Con el tiempo, hemos ido asumiendo casi todo y admitiendo la explicación de que las sociedades modernas son muy complejas, y que muchos de los problemas que se producen en la organización de la vida económica y social son la consecuencia del empeño en querer hacer cada vez más cosas en menos tiempo. Desde esa perspectiva, no nos queda sino aceptar que todo funciona razonablemente bien a nuestro alrededor, que no podemos pedir peras al olmo y que casi siempre nos quejamos de vicio. Más aún, en no pocas ocasiones no tenemos más remedio que apechugar con la propaganda institucional -pagada de nuestros bolsillos- mediante la que se nos informa sobre lo bien que va todo, tanto en el paisito como fuera del mismo. Y lo cierto es que el personal suele ser normalmente bastante condescendiente, por más que, en ocasiones, la paciencia se desborde y la resignación se transforme en cabreo y protesta.

En los últimos tiempos han comenzado a fallar asuntos que creíamos a salvo de cualquier error

Hasta ahora, hemos venido asistiendo a la ineptitud de algunos políticos, a la corrupción de otros, a la ineficacia de los responsables de no pocos servicios públicos, o a los ya previsibles errores en los pronósticos de los economistas. Todo ello entraba, más o menos, dentro de lo esperable, de lo que puede considerarse hasta cierto punto normal. Sin embargo, en los últimos tiempos, han comenzado a fallar asuntos que considerábamos a salvo del error o la impericia de políticos o administradores de la cosa pública, proyectos que creíamos definidos por la exactitud el cálculo matemático y no por la mala cabeza de algún incompetente. Porque, de pronto, los túneles se agrietan, el suelo se abre bajo nuestros pies y los puentes amenazan con derrumbarse.

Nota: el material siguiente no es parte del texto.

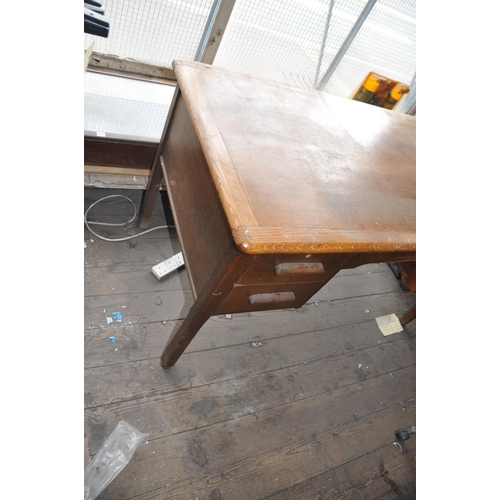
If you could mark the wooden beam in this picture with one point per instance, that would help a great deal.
(130, 68)
(120, 153)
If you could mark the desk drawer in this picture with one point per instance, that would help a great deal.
(247, 298)
(269, 269)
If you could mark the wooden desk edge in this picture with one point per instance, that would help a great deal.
(259, 240)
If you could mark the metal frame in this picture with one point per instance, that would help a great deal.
(214, 30)
(347, 43)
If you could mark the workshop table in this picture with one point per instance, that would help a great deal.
(274, 189)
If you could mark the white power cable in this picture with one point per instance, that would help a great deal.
(87, 222)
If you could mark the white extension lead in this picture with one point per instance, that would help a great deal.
(88, 223)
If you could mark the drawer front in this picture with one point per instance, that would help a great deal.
(270, 269)
(247, 298)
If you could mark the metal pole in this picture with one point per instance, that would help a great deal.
(347, 43)
(206, 31)
(325, 34)
(214, 29)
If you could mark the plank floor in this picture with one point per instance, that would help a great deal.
(293, 404)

Tan felices como nos las prometíamos con tantas nuevas infraestructuras, resulta que aquí y allá -en las obras de la A-I, en las del AVE en Barcelona o en la variante de Astigarraga- salta la liebre y aparecen problemas aparentemente no previstos en los cálculos de los ingenieros. Y, francamente, una cosa es un poco de incertidumbre, y otra que no sepamos nunca con qué nos vamos a encontrar al día siguiente.

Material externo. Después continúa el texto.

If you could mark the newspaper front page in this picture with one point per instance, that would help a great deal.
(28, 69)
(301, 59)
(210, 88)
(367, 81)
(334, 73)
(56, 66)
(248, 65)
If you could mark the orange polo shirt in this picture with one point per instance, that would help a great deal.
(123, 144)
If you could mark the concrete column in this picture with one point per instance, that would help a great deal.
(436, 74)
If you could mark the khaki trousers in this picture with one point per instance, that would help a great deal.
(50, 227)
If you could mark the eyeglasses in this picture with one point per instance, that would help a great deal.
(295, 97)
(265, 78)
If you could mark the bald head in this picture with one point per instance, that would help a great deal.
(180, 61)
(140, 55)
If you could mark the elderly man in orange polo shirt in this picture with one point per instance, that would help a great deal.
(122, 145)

Abraracurcix, el jefe galo de las aventuras de Asterix y Obelix, sólo temía una cosa: que el cielo cayera sobre sus cabezas. Lo demás tenía solución, aunque fuera a guantazos. Si además de soportar los atascos y llegar tarde al trabajo; de perder la paciencia intentando que nos den de baja en una compañía de telefonía móvil; de ver cómo sube el precio del pan o el Euríbor del que dependen nuestras hipotecas... Si además de todo esto resulta que, sin que medie un terremoto o un huracán, comienzan a caerse puentes y el suelo se abre bajo nuestros pies, no queda otra que ponerse a cubierto y gritar: ¡por Tutatis!